Cérémonie banale, fastidieuse pour celui qui la subit, pour ceux qui y participent. Aujourd’hui, il n’en est plus de même. J’ai décidé de me rendre vers Sainte-Gudule afin d’y voir l’aspect de la foule. Aux tours, pas de drapeau national. Cela, je le vois de loin. En descendant le Treurenberg, je vois la foule qui se dirige vers la cathédrale. Il fait froid, mauvais.

La foule est recueillie, elle est composée surtout de bourgeois. Par l’entrée latérale, s’engouffrent les visiteurs ; d’autres sortent. J’essaie d’entrer. Impossible. Le temple est bondé à ne pas pouvoir s’y mouvoir. Tous ont eu la même idée : venir rendre hommage à celui qui, dans son petit coin de terre, incarne la Nation, à celui qui s’est, petit roi, mis à la tête de son petit peuple, et a fait tête à l’ennemi, cent fois plus puissant que lui.

Je sors et je vois sur la place, de toutes parts, déboucher des groupes de fidèles qui viennent joindre leur hommage à ceux des Belges qui ont déjà envahi l’église. On vend des insignes nationaux, représentant le Roi et la Reine… Les boutonnières s’ornent des couleurs nationales…

La neige commence à tomber. C’est la première de l’hiver qui commence… Nos pauvres soldats ! Tout le temps, ma pensée va vers eux. Je me les figure, dans les tranchées humides, transis de froid, et parfois aussi je pense à ceux qui, blessés, restent couchés la nuit sur le champ de bataille, et que sur eux souffle la bise et tombe la neige impitoyable…

J’ai été témoin, rue Brederode, d’un spectacle bien typique du régime sous lequel nous vivons. Par une pensée pieuse, l’on avait songé à placer, dans un des petits bâtiments qui bordent le jardin royal, un registre où les Belges venaient signer une adresse de congratulation à leur Roi absent.

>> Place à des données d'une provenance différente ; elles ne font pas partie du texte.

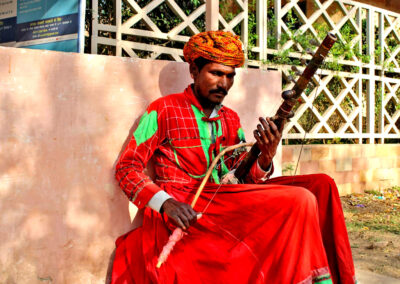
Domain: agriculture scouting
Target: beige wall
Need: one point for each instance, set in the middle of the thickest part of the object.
(64, 119)
(355, 168)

De fait, une quarantaine de personnes faisaient queue (sic), attendant le moment de signer. Arrive un lieutenant allemand qui pénètre dans le bâtiment. Bientôt, je vois en sortir ceux qui y avaient déjà pénétré pour apposer leur signature. Leur figure exprimait une véritable indignation : le lieutenant avait confisqué le registre et interdit la continuation de l’apposition des signatures. Pendant que les assistants commentaient à voix basse cet incident, l’officier sortit. A ce moment, un cri s’éleva : « Vive la Belgique ! Vive la Belgique ! » L’officier aidé d’un civil se saisit d’un jeune homme qui avait crié et l’emmena…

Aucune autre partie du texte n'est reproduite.